Ketua Umum Asosiasi Pedagang Valuta Asing (APVA) Indonesia Muhamad Idrus menyatakan bahwa keinginan kuat Presiden Joko Widodo dan Wakil Presiden Jusuf Kalla untuk menurunkan suku bunga (interest) kredit "rezim bunga rendah" Perbankan sebagai modal kerja para pengusaha menuju single digit patut diapresiasi.
"Tapi apa daya sampai kuartal kedua II 2016 ini tak terwujud," kata Idrus dalam keterangan resmi, Sabtu (11/6/2016).
Alih-alih untuk menurunkan suku bunga kredit perbankan, data yang tersajikan dalam mencapai target pertumbuhan ekonomi di kuartal II 2016 ini malah jauh dari harapan hanya menyetuh diangka 4,9 persen.
"Belum lagi defisit APBN menyebabkan Pemerintahan Jokowi-JK melakukan revisi dalam APBN P dengan pemotongan belanja Pemerintah sebesar Rp70 triliun ini pula yang menjadikan kontraksi ekonomi serta rangking investasi Indonesia turun "pesimis" di mata S&P," ujar pria yang juga bakal calon Gubernur DKI Jakarta dari PKS tersebut.

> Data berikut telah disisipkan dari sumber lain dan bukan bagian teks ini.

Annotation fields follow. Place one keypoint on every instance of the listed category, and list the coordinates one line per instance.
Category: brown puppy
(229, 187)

Menurutnya, ada 10 resep gotong royong untuk menggerakkan dan membangun sebuah presepsi positif. Pertama,independisi Otoritas Moneter untuk tetap terjaga dalam menangani stabilitas moneter. Kedua, mencabut aturan PBI mengenai Loan To Value (LTV) utk menggerakkan kembali sektor properti, harapan nondurable goods meningkat serta kredit konsumer perbankan bergairah karena sektor ini related dengan lebih dari 250 sektor industri lainnya. Ketiga, percepat pencairan dana stimulus utk menggerakkan likuiditas ditengah masyarakat dengan memberikan relaksasi pada sektor Industri, Pertanian, Perikanan, Perkebunan serta sektor lainnya yg menyentuh langsung pada Masyarakat
Keempat, merencanakan dengan baik kran impor khususnya Pangan dlm menghadapi laju inflasi dengan memperhatikan Transaksi Perdagangan dan Transaksi Berjalan. Kelima, menunda rencana Pajak Komoditi Ekspor Pertambangan dan CPO serta PPnBM sektor Properti. Keenam, melahirkan kebijakan dengan instrumen reksadana jangka panjang dlm meningkatkan likuiditas dana murah, dalam menghadapi kartel sumber dana usaha dari perbankan yang tidak memiliki nilai kompetitif.
Ketujuh, menghimbau seluruh masyarakat Indonesia bahu membahu dalam menjaga nilai IDR (Rupiah) tanpa memborong valas dalam jangka pendek. Kedelapan, menyegerakan revisi UU Devisa Bebas No.24 Tahun 1999. Kesembilan, merealisasikan UU Redenominasi Rupiah dalam meningkatkan Nilai Mata Uang (IDR) Rupiah dalam transaksi keuangan global
"Terakhir, meningkatkan Bilateral Swap dengan Negara Sahabat dalam menjaga stabilitas makroekonomi dan keuangan regional," jelas Idrus.